Zacząłbym ważyć również uzysk kawy, bo na objętość ma też wpływ crema itd. I najważniejsza zasada - zmieniamy tylko 1 parametr na raz. Jak zaczniesz zmieniać przemiał, dozę, ubicie, to zużyjesz całą paczkę kawy i dalej nie będziesz wiedział, co i jaki miało wpływ.
Zrób tak:
1. Ustal jakaś dozę kawy, która solidnie wypełnia sitko np. 18g.

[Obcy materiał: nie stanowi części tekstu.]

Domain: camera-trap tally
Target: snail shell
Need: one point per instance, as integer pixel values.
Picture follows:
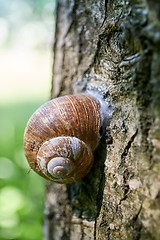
(61, 136)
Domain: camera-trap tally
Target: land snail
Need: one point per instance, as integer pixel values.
(61, 136)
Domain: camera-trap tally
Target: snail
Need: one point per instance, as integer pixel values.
(61, 136)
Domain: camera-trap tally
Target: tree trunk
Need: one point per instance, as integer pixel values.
(112, 48)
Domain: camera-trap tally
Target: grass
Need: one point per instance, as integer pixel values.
(21, 194)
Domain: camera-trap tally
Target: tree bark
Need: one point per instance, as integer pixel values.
(112, 48)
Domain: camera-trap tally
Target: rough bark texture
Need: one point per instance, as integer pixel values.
(111, 47)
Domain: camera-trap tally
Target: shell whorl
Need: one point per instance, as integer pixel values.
(73, 120)
(65, 159)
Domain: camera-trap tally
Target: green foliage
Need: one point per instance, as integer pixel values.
(21, 194)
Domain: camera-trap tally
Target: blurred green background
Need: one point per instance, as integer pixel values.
(26, 40)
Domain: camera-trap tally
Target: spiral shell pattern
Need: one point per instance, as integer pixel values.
(65, 129)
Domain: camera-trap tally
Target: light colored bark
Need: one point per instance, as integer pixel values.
(113, 48)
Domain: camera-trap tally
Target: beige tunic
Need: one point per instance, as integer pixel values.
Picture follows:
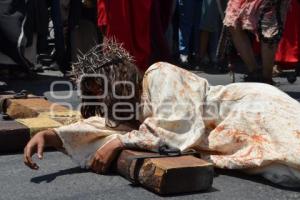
(249, 126)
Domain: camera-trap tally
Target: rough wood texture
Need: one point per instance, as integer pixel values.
(13, 136)
(30, 108)
(169, 175)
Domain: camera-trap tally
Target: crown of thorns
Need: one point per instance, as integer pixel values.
(102, 55)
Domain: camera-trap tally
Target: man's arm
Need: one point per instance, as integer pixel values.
(37, 144)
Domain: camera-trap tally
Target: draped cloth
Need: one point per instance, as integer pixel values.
(288, 53)
(247, 126)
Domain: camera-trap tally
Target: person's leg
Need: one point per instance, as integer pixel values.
(185, 27)
(243, 45)
(209, 24)
(268, 56)
(204, 38)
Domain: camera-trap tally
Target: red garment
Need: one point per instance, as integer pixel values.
(288, 53)
(139, 25)
(129, 22)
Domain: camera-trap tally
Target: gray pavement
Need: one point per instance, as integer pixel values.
(59, 178)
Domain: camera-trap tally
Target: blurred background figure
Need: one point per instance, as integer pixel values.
(189, 23)
(288, 52)
(260, 18)
(210, 25)
(140, 25)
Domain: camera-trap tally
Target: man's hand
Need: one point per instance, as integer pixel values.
(37, 145)
(105, 155)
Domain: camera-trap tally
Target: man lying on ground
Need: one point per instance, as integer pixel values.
(252, 127)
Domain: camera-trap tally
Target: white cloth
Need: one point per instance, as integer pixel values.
(247, 126)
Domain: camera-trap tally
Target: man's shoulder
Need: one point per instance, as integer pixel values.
(161, 67)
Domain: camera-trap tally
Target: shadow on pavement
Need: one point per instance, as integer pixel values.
(51, 177)
(38, 85)
(253, 178)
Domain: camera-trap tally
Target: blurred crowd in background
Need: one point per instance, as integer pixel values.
(36, 35)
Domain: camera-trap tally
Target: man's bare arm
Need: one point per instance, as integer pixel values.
(37, 144)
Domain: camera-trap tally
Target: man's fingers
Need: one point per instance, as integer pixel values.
(97, 165)
(28, 160)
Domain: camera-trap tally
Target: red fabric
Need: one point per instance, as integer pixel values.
(288, 53)
(129, 22)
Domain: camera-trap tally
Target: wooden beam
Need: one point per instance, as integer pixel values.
(168, 175)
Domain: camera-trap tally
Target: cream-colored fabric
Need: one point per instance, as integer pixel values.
(238, 126)
(82, 139)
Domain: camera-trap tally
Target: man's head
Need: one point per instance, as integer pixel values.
(109, 82)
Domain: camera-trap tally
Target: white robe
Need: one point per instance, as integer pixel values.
(249, 126)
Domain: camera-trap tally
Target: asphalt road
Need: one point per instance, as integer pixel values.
(59, 178)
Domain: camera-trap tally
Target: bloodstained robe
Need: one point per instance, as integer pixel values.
(248, 126)
(288, 53)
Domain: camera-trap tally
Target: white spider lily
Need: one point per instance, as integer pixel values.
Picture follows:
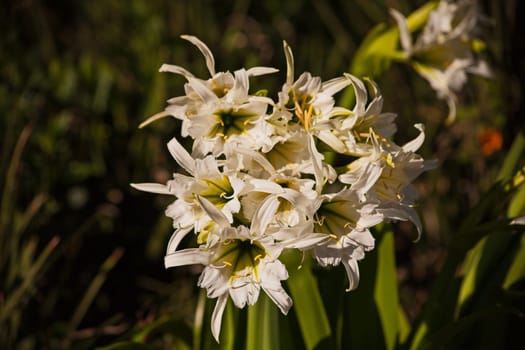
(385, 177)
(219, 108)
(345, 222)
(308, 102)
(207, 181)
(443, 52)
(239, 264)
(354, 128)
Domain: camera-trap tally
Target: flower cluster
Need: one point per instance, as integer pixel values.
(257, 181)
(445, 49)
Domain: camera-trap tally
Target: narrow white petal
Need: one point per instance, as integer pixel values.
(154, 118)
(210, 61)
(352, 271)
(265, 186)
(331, 140)
(289, 63)
(152, 187)
(264, 214)
(189, 256)
(280, 298)
(335, 85)
(404, 33)
(176, 238)
(361, 95)
(416, 143)
(216, 317)
(182, 157)
(213, 212)
(307, 242)
(176, 70)
(256, 71)
(317, 162)
(207, 95)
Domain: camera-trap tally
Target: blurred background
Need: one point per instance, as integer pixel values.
(81, 252)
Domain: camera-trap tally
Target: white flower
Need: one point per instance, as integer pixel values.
(207, 181)
(241, 262)
(385, 177)
(308, 103)
(219, 109)
(354, 128)
(443, 52)
(345, 220)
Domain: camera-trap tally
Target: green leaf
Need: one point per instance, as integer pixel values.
(362, 328)
(516, 271)
(443, 338)
(308, 305)
(380, 46)
(179, 329)
(263, 325)
(385, 293)
(126, 345)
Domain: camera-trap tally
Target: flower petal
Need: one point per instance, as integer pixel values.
(256, 71)
(176, 70)
(188, 256)
(216, 317)
(414, 145)
(289, 63)
(352, 271)
(176, 238)
(404, 34)
(152, 187)
(213, 212)
(182, 157)
(210, 61)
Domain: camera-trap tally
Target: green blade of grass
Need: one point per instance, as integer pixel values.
(308, 305)
(94, 287)
(263, 325)
(30, 279)
(385, 292)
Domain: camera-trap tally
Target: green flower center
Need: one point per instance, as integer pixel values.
(332, 218)
(241, 256)
(217, 190)
(231, 122)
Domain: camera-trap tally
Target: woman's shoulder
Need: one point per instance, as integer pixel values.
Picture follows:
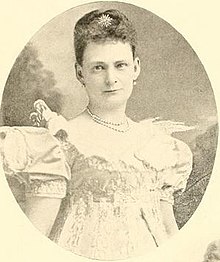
(159, 148)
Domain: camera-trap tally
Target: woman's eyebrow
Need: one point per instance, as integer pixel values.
(121, 61)
(96, 62)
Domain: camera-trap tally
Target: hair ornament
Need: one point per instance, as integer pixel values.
(105, 20)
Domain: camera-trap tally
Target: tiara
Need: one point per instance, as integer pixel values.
(105, 20)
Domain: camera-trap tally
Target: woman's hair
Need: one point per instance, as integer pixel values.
(101, 26)
(212, 252)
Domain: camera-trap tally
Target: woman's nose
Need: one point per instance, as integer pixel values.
(111, 78)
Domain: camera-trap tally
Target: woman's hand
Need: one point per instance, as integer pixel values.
(44, 116)
(168, 218)
(42, 212)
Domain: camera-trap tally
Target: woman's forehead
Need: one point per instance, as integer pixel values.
(107, 51)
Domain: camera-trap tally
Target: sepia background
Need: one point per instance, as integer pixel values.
(172, 85)
(207, 117)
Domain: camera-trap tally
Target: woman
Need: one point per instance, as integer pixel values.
(213, 252)
(100, 185)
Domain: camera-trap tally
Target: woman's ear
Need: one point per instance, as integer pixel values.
(79, 75)
(137, 67)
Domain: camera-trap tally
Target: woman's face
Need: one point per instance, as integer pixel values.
(108, 72)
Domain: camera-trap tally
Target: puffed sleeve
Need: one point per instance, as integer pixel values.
(35, 157)
(169, 158)
(174, 177)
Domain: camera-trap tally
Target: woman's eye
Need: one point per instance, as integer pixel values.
(98, 68)
(122, 65)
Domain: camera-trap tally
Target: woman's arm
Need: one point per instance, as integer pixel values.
(168, 218)
(42, 212)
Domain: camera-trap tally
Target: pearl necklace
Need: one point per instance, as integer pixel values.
(108, 124)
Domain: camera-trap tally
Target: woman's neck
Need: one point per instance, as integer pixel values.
(113, 115)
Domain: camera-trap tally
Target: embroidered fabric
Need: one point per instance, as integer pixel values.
(49, 188)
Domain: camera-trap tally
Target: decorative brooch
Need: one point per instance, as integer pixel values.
(105, 20)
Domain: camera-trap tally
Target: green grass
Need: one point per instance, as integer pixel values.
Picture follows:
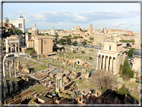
(34, 65)
(39, 88)
(136, 96)
(134, 85)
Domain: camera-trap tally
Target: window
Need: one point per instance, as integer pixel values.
(109, 47)
(20, 25)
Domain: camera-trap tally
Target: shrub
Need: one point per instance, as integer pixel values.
(84, 43)
(82, 52)
(123, 90)
(74, 51)
(61, 41)
(74, 43)
(126, 77)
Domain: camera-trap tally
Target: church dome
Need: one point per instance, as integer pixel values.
(34, 28)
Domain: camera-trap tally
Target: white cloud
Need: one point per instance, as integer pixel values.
(118, 24)
(77, 17)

2. Ustal ratio. Kawę masz raczej mocno klasyczną, więc 1:2 będzie ok. Czyli chcesz otrzymać 36g naparu.
3. Staraj się ubijać kawę zawsze z tą samą siłą.
4. To 36g niech wyleci w przedziale 25s - 30s.
Jeżeli kawa leci za szybko np. w 20s i jest kwaśna, to zmiel drobniej i resztę zostaw taką samą. Jeżeli leci za wolno np. w 35s i jest zbyt gorzka / cierpka, to zmiel grubiej. Pamiętaj, że jak zmieniasz ustawienia młynka, to kilka gram trzeba przemielić i wyrzucić, żeby mieć całkowicie nowy przemiał.
Sugeruję zrobić w w/w sposób kilkaset kaw, dopracować dystrybucję kawy w sitku, ubijanie, rozpoznawanie smaków i wtedy można zacząć eksperymentować z innymi zmiennymi np. temperaturą, ratio itd.